Tulsa, OK (December 3, 2020)—Mention ballparks and singing to most people and they’ll picture Fenway Park belting “Sweet Caroline,” or maybe a half-sober round of “Take Me Out to the Ball Game” at their local field. That’s fine – but what if you added opera singers? In fact, what if you flat-out staged an opera at a ballpark?
That’s what happened in Tulsa, Oklahoma on October 9 at ONEOK Field, home of the Tulsa Drillers minor league team. The Tulsa Opera staged a baseball-themed version of Verdi’s opera Rigoletto with the help of local sound provider Axiom Audio, which fielded an L-Acoustics Kara PA system to cover 1,685 socially-distanced audience members seated in the 2,700-capacity stadium.
The system consisted of 24 Kara enclosures, six SB18 subs, and three four-speaker clusters of Kiva II used as center and sidefills, all powered by six LA12X and three LA4X amplified controllers. The components were on an Optocore fiber network that also included a DiGiCo SD10 FOH mixing console paired with two SD-Racks.
The event’s PA design was as unique as the venue itself. The stadium management wouldn’t allow rigging to be erected on the field’s grass areas, so the Kara speakers were loaded onto wheeled carts that lined the first and third baselines, four per side, facing the grandstands. A ninth cart was positioned at home plate, just in front of the low risers that were the stage for six orchestra members: two violins, viola, cello, bass and piano. This arrangement provided the necessary coverage for all of the widely-spaced grandstand seating.
Salzburg’s OVAL Lands L-ISA During Lockdown
However, it also created the added challenge of putting loudspeakers on the field as the opera vocalists, unfamiliar with wearing wireless microphones, would roam about during the performance, creating the potential for feedback each time they neared a speaker cluster. The solution was to make each cart its own node on the system, putting each of the nine speaker pods on a matrix at the front of house, allowing Front-of-House engineer Steve Colby to turn off individual loudspeaker clusters as a performer approached one.

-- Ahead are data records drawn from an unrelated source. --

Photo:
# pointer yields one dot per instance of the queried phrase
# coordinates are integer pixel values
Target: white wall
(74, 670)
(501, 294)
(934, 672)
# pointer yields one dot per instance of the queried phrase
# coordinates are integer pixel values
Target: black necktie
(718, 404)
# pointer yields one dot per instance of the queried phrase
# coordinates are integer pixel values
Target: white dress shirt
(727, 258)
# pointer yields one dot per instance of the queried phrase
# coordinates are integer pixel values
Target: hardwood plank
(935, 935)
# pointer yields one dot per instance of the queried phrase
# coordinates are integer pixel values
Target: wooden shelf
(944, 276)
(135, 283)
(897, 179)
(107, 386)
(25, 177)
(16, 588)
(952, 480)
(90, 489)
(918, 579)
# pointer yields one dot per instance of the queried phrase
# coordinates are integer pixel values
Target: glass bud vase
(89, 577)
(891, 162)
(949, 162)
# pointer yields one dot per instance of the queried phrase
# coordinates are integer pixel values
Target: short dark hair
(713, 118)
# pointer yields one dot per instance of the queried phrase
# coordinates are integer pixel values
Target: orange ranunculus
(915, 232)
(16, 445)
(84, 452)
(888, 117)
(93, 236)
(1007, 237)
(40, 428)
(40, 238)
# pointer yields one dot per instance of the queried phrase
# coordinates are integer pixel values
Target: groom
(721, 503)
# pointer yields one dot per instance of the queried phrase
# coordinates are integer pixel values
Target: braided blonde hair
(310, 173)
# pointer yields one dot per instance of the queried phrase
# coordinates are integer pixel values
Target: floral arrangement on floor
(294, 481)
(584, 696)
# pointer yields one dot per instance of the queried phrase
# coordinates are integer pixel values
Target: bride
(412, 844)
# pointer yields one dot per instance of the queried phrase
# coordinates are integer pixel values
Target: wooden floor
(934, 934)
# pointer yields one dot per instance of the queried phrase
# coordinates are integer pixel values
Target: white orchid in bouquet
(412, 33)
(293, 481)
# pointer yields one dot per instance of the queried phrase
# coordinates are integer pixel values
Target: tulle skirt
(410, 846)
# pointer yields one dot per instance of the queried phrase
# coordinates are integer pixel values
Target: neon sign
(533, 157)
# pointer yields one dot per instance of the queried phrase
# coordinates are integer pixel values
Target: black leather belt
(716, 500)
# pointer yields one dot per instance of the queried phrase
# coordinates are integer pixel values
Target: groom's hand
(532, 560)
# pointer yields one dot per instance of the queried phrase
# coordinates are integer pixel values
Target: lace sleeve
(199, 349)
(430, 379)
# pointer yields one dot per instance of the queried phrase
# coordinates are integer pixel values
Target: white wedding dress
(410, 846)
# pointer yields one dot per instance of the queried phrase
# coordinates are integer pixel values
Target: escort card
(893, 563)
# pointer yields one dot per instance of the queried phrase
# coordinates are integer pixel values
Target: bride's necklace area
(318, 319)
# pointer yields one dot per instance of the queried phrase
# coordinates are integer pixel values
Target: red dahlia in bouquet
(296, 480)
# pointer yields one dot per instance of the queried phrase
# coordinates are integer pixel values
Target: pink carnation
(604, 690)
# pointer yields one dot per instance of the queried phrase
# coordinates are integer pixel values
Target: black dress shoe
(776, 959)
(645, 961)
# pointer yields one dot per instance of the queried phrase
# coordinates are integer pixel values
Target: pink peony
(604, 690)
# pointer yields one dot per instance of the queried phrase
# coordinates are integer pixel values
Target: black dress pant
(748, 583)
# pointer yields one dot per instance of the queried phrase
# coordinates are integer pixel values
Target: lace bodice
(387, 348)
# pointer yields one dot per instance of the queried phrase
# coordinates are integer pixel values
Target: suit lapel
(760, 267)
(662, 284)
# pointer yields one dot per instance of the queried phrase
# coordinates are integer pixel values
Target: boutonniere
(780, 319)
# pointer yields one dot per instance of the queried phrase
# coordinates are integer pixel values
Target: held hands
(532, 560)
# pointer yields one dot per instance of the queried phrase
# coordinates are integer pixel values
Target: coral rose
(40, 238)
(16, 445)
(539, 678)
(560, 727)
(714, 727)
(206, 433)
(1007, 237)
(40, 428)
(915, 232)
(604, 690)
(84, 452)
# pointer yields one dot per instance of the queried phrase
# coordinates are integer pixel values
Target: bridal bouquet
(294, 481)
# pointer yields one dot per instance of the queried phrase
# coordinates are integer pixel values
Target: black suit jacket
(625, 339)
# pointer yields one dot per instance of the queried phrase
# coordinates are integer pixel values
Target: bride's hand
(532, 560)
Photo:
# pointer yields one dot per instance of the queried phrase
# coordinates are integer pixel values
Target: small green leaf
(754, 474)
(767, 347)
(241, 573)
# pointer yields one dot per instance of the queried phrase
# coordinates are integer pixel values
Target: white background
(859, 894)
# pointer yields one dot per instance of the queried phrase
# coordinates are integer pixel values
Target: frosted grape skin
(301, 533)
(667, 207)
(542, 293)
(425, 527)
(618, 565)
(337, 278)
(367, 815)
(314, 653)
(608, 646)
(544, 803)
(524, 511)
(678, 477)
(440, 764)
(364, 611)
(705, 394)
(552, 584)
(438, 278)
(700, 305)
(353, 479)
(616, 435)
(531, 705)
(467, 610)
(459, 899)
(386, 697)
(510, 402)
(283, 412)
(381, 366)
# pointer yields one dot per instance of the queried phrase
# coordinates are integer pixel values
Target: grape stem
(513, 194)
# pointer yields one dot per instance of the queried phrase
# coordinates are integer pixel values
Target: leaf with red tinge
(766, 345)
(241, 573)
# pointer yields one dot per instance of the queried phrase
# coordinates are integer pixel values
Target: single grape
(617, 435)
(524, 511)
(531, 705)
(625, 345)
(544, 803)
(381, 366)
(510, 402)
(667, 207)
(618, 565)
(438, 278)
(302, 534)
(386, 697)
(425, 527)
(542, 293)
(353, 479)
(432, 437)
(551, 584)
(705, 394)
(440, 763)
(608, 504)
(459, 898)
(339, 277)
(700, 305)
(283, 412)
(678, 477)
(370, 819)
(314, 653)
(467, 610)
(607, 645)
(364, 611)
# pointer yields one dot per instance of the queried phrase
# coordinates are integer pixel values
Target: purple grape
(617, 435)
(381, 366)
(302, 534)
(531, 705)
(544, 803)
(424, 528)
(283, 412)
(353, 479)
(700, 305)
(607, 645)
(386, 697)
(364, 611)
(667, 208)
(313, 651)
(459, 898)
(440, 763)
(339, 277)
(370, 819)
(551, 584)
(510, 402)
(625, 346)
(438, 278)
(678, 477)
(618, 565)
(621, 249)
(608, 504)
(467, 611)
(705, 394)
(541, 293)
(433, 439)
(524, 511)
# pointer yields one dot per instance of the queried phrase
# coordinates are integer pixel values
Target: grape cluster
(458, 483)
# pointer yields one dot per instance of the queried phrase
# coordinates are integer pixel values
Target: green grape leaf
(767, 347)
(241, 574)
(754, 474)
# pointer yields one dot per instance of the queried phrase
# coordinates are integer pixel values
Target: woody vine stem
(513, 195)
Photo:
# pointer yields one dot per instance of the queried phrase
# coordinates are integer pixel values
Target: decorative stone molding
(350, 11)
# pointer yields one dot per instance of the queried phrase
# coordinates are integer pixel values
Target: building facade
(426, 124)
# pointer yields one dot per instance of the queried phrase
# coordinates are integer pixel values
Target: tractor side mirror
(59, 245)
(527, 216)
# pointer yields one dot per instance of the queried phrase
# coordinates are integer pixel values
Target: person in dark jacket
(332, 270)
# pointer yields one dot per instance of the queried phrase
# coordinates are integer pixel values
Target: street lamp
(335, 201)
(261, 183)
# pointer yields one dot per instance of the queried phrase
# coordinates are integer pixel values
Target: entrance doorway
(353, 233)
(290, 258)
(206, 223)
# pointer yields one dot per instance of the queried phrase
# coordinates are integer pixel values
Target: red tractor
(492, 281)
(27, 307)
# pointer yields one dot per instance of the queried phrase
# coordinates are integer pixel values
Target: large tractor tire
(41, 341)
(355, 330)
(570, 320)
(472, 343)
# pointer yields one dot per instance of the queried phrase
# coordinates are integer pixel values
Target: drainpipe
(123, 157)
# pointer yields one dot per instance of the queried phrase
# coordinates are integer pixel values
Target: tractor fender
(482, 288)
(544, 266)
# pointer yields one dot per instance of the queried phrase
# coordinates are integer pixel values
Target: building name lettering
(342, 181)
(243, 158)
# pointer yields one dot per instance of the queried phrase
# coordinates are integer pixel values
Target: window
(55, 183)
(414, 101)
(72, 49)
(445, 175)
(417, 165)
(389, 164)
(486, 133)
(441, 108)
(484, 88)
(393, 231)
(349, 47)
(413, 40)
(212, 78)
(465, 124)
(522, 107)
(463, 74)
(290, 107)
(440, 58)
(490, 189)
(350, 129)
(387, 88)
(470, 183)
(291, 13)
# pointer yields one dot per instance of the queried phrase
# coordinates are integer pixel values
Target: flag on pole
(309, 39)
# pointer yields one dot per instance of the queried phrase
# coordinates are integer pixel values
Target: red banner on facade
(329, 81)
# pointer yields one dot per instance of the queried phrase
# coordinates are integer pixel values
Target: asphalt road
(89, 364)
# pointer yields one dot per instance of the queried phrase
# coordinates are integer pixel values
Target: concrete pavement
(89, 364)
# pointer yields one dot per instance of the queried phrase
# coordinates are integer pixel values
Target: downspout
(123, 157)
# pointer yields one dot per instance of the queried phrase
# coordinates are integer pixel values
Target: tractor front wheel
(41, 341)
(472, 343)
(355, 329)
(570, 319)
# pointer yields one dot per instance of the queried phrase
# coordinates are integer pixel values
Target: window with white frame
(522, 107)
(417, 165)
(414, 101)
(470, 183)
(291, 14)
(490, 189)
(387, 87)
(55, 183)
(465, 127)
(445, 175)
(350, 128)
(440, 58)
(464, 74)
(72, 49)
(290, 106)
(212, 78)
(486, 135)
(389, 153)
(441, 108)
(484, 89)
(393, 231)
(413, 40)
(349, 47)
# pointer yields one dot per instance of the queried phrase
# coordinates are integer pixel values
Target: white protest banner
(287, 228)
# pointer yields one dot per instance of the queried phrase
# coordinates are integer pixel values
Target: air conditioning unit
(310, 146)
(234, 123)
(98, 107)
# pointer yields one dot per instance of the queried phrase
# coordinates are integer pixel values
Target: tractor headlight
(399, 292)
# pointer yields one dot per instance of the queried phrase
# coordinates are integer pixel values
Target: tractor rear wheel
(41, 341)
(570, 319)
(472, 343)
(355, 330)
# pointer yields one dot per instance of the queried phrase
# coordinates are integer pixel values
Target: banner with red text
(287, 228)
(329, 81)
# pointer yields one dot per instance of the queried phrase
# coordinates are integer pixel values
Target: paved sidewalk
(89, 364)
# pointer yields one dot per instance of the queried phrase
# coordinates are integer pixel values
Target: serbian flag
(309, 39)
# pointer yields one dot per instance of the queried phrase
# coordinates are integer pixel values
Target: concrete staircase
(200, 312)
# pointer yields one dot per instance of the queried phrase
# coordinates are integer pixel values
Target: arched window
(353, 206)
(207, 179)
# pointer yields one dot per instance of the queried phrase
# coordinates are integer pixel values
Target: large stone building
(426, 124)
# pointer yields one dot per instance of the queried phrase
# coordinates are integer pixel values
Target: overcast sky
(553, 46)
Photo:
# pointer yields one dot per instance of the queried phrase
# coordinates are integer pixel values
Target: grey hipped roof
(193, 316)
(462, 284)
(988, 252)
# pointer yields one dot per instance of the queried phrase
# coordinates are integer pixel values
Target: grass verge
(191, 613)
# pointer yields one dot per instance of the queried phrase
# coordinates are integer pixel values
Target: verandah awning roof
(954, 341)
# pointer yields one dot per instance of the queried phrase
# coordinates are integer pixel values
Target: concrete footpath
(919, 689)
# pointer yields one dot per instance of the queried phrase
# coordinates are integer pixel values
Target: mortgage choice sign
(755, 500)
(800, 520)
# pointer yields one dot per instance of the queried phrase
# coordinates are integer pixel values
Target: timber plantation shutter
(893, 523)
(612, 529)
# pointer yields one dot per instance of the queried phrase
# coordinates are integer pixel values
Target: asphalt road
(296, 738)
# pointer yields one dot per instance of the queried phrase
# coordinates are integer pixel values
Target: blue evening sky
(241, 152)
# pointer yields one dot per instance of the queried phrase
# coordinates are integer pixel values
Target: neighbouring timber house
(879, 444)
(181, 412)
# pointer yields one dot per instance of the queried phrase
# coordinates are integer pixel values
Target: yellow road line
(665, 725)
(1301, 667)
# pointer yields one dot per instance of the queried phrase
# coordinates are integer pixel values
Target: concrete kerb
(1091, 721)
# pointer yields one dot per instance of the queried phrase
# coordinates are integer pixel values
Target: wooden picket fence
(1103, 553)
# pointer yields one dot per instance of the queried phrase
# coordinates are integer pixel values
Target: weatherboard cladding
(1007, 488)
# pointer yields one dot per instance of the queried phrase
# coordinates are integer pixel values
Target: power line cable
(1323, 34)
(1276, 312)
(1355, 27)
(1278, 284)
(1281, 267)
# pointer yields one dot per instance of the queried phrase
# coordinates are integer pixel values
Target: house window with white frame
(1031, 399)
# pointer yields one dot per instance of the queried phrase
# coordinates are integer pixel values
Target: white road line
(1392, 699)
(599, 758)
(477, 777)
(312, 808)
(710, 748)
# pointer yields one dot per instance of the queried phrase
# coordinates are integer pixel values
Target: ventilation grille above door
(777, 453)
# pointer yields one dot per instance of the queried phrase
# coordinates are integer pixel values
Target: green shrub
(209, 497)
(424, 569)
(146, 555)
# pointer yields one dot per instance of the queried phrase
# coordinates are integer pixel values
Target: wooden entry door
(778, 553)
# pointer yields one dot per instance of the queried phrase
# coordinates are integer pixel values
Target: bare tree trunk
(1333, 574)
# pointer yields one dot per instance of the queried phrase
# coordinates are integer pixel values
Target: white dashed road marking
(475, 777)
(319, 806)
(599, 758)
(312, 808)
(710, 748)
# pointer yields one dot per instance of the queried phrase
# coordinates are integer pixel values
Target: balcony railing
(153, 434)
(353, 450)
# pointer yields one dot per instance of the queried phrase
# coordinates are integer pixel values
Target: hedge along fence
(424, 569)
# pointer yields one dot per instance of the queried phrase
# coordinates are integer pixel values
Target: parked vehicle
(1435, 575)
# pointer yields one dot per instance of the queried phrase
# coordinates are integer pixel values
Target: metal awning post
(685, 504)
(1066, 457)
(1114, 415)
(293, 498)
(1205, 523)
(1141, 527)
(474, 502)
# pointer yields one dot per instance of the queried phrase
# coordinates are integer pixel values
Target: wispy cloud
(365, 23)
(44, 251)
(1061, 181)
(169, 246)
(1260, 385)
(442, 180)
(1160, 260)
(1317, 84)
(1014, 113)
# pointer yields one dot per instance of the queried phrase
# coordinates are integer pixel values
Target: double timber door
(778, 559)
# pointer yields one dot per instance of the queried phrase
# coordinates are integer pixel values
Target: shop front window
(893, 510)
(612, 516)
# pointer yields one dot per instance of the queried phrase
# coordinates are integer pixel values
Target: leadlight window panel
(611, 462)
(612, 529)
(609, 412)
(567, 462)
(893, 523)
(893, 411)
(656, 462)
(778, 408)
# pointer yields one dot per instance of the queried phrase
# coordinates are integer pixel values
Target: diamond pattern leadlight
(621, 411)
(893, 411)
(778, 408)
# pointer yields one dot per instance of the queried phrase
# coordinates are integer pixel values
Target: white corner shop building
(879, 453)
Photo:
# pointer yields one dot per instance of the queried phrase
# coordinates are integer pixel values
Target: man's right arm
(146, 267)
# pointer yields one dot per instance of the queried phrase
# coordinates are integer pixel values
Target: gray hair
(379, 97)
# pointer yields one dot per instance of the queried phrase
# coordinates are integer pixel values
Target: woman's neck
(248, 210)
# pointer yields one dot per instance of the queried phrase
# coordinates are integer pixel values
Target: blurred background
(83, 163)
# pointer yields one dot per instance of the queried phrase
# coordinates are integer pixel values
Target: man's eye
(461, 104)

“We made the speakers individually controllable through the matrix,” said Axiom Audio president Ben Bruce. “Performers were moving all across the infield, and they’re opera singers, so they would be loud. Having individual control over the elements in what was essentially a distributed audio system greatly reduced the potential for gain-before-feedback. The Kara speakers were a perfect fit, in terms of size and power, for this.”
Colby added, “Kara’s coverage properties allowed for a large and effective stereo field between any two of the arrays deployed around the field,” he says. “As a result, we could pan vocals and effects a little farther apart than usual without diminishing the experience for audience members who were not centered between the arrays. In particular, this was noticeable with the amount of artificial acoustic ‘space’ we created using a touch of reverb. The available SPL and overall fidelity of the speakers are quite amazing given the compact size and light weight of the product.”